Филипп последовал совету монарха. Ему понадобилось три дня, чтобы подлечить рану и уязвленное самолюбие, но если плечо заживало быстро, то самолюбие страдало все сильнее!

И вот эта чертовка, от которой он, казалось, избавился навсегда, вновь появилась на горизонте!

Первым побуждением шевалье было немедленно броситься в тюрьму — ему хотелось удушить мерзавку собственными руками. Но он сдержался: слишком много чести для нее — пусть подождет! Чего она добивается? Филипп не верил, будто она пришла в крепость по собственной воле — ее что-то к этому подтолкнуло. А может быть, она просто испорченная девка, и ей доставляет удовольствие дразнить несчастного офицера, приставленного сторожить ее?

Если она действительно намеревалась вывести его из себя, то вступать в эту опасную игру не следовало. Филипп мысленно дал себе клятву сохранять хладнокровие и не поддаваться на провокации юной негодяйки.

Погруженный в мрачные размышления, шевалье не заметил, как двое сослуживцев, завершив схватку, подошли к нему. Один из них был виконт де Ландрупсен — молодой датский аристократ с внешностью херувима. Увидев, что Филипп не отрывает глаз от записки, он весело воскликнул:

— Очередное любовное послание, Филипп? Клянусь Богом, оставьте что-нибудь и для нас! Ведь вы соблазнили уже всех придворных красавиц!

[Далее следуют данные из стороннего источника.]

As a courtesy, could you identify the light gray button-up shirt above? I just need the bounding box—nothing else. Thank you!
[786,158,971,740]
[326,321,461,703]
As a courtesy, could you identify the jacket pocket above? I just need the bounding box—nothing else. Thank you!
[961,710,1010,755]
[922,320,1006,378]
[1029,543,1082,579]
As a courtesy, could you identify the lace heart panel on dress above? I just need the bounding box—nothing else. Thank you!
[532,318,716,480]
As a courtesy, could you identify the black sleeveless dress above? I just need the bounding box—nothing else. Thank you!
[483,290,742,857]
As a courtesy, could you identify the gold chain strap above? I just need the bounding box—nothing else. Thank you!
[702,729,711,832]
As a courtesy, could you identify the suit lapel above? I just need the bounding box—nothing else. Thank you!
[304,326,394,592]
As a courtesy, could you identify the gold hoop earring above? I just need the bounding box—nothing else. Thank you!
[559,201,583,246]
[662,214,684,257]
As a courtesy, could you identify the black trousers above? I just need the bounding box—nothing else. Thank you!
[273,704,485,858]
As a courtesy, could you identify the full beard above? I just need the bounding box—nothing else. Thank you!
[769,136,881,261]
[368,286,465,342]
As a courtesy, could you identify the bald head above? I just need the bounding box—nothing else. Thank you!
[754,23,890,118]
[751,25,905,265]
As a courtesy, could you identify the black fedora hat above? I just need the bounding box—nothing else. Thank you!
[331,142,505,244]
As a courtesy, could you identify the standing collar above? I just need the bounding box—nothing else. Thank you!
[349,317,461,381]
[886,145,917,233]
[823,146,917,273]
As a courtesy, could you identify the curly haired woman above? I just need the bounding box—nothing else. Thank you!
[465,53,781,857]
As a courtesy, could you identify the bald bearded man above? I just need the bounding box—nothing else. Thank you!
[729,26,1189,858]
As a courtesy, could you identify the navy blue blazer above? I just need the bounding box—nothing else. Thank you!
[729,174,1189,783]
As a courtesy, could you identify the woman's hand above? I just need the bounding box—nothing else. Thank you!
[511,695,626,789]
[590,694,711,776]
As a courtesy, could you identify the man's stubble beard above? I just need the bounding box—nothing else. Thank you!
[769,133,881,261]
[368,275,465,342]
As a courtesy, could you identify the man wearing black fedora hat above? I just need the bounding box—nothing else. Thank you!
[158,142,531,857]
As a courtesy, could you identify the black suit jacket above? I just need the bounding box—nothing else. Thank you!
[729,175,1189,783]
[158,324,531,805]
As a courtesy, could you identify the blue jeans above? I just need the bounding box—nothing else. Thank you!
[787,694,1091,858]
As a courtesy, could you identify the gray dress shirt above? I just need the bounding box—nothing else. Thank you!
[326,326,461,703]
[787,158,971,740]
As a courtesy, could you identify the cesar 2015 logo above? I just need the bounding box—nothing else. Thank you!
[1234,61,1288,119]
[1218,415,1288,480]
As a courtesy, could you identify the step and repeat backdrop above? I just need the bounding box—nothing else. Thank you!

Однако второй офицер лукаво промолвил:

— Боюсь, вы ошибаетесь, дорогой Микаэль. Посмотрите, какой кислый вид у нашего шевалье… Кажется, он получил не самые приятные известия!

— Неужели? Вам отказали в свидании?

Оба ждали от Филиппа остроумного ответа, но тот, вопреки обыкновению, молчал, не собираясь вступать в дружескую перепалку. В сущности, он их почти не слушал, ибо вдруг осознал, что не будет у него ни минуты покоя, пока он не разберется с Камиллой.

Внезапно решившись, он поспешно направился в тюрьму, не удостоив своих товарищей ни единым словом, а те изумленно глядели ему вслед.